Shirts are Gildan and Jerzees


----------



## john221us (Nov 29, 2015)

thoffmann said:


> I sublimated some royal blue and some gray shirts however the area around the image was left with a bleached like appearance.. I've run down the heat to 375 and am at 40 seconds for the light/medium press.
> 
> has anybody else run into this problem?
> 
> ...


What percent is polyester? You probably need at least 80% for a good transfer.

Edit: also a little longer time. Maybe closer to a minute.


----------



## thoffmann (Feb 5, 2016)

Shirts are 100% polyester Gildan G4200 and Jerzee 21M . Problem is the area around the image where the platen os is like it is drawing the color out of the shirt and leaving a platen sized box around the image that is lighter than the original color. Will try to get a photo so you can see...


----------



## thoffmann (Feb 5, 2016)

these are 2 examples of the bleaching affect around the edges


----------



## binki (Jul 16, 2006)

Are you printing the entire thing as a bitmap? My guess is that is trace color printed on the paper. If you are doing it as a bitmap, make it a png an knock out all the 'white space'.


----------



## Dekzion (May 18, 2015)

if the shirts are 100% poly then they have already been subbed (or the colour wont stick) Re-subbing anything does have a tendency to fade the colour because you are re-gassing it. hence the box being lighter.


----------



## splathead (Dec 4, 2005)

Those are press marks caused by the high heat needed for dye sublimation. The darker the garment the more noticeable the marks.

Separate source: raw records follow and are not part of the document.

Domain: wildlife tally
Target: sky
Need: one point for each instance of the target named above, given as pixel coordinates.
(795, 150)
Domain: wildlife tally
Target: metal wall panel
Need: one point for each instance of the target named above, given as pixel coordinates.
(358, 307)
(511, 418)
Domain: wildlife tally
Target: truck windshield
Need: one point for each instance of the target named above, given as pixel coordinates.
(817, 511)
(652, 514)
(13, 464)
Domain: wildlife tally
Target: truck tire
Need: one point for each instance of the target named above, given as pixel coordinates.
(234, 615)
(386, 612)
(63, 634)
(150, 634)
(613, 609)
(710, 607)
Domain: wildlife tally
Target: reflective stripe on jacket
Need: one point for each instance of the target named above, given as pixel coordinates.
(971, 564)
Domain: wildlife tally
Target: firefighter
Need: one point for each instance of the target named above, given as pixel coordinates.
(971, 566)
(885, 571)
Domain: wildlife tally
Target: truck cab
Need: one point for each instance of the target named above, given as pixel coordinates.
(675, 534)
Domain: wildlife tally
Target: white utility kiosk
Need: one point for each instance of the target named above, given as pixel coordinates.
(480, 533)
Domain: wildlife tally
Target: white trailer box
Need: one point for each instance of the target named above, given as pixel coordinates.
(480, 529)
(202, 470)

The only color where you're pretty much guaranteed not to see them is on white garments.

Try reducing your pressure to almost nothing. Use a teflon pillow on your lower platen and a teflon sheet larger than your press on top of the garment/transfer and see if that helps.


----------



## thoffmann (Feb 5, 2016)

Thank you everyone. I will try the ideas to see if they help. I am looking at getting a pillow and now it seems like I need to get one ASAP. and the pressure I'll reduce it to see if that helps. You all have been fantastic and appreciate all your help...


----------



## skdave (Apr 11, 2008)

Too much pressure too much heat, edge of paper needs to be off the press.


----------



## freebird1963 (Jan 21, 2007)

That box is the "shine" box. You get it on any colored poly shirt. Sometimes you can with white too.
Basically your re-gassing the original dye subbed ink used to make the shirt that color.

Wanna test it out take just butcher paper and lay it over a colored shirt and press. The butcher paper will now be the color of the shirt. 

How much it will shine is dependent on the quality of ink that was used to create the shirt. 

Also reason why when you go to a show and they are dye subbing shirts they use only white and not colored. Harder to sell when your shirts have the shine box.


----------